For E. coli fed-batch, a glucose feed concentration of 500-700 g/L (50-70% w/v) is standard for high-cell-density cultivation. This minimises dilution of the culture while providing sufficient carbon source. The practical upper limit is around 700 g/L due to glucose solubility and viscosity at room temperature. At these concentrations, the feed also typically contains MgSO4 (typically 5-20 g/L) and trace elements to prevent mineral limitation at high cell densities. This calculator uses organism-specific presets with these standard concentrations. For defined media processes, ensure your feed is supplemented with any amino acids or vitamins that may become limiting above 50 g/L DCW.

Where can I find a feeding calculation spreadsheet for fed-batch fermentation?

This calculator replaces the need for a custom Excel spreadsheet. It generates a complete time-resolved feed schedule with pump flow rates that you can export as a CSV file and import into your bioreactor control software or print as a bench reference. Unlike static spreadsheets, it supports seven different feeding strategies (exponential, linear, constant, DO-stat, pH-stat, step-wise, and Pichia methanol induction), includes organism-specific presets for E. coli, CHO, Pichia, yeast, and Bacillus, and recalculates instantly when you change parameters. The exported CSV includes timestamps, cumulative feed volume, instantaneous flow rate, and estimated biomass at each time point.

How do I calculate substrate feed rate from specific growth rate and yield coefficient?

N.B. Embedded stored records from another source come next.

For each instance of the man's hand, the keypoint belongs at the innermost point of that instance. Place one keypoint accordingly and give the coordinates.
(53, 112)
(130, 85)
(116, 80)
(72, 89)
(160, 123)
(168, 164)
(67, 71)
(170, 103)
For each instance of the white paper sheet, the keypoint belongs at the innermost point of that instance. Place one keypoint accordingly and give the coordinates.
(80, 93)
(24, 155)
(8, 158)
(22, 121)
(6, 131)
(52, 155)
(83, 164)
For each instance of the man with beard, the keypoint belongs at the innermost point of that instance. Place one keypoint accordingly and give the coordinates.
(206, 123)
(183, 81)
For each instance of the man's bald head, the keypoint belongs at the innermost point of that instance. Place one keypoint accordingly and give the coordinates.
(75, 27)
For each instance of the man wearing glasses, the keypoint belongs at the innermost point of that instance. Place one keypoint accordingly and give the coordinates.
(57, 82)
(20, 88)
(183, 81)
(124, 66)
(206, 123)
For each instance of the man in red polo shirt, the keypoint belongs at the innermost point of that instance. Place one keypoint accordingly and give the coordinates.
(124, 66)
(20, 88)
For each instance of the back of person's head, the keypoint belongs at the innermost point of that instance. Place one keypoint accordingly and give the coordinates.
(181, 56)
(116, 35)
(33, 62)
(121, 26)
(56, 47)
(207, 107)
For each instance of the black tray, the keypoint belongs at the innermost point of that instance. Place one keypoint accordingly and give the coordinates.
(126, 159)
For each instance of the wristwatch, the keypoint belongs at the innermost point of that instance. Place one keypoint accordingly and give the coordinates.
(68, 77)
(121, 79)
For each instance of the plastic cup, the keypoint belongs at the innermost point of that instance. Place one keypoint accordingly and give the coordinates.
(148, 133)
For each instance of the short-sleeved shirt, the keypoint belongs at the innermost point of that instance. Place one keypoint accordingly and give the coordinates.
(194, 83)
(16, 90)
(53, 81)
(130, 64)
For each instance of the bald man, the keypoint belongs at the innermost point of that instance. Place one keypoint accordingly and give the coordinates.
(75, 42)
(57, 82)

The substrate feed rate F (in L/h) is derived from a mass balance: F = (μ/Y_xs + m_s) × X × V / S_f, where μ is the desired specific growth rate (h⁻¹), Y_xs is the biomass yield on substrate (g biomass/g substrate), m_s is the maintenance coefficient (g substrate/g biomass/h), X is biomass concentration (g/L), V is culture volume (L), and S_f is the feed substrate concentration (g/L). The maintenance term m_s is often small relative to μ/Y_xs and can be neglected for fast-growing cultures. This calculator uses this mass-balance approach with literature values for Y_xs and m_s for each organism preset. Typical Y_xs for E. coli on glucose is 0.4-0.5 g/g.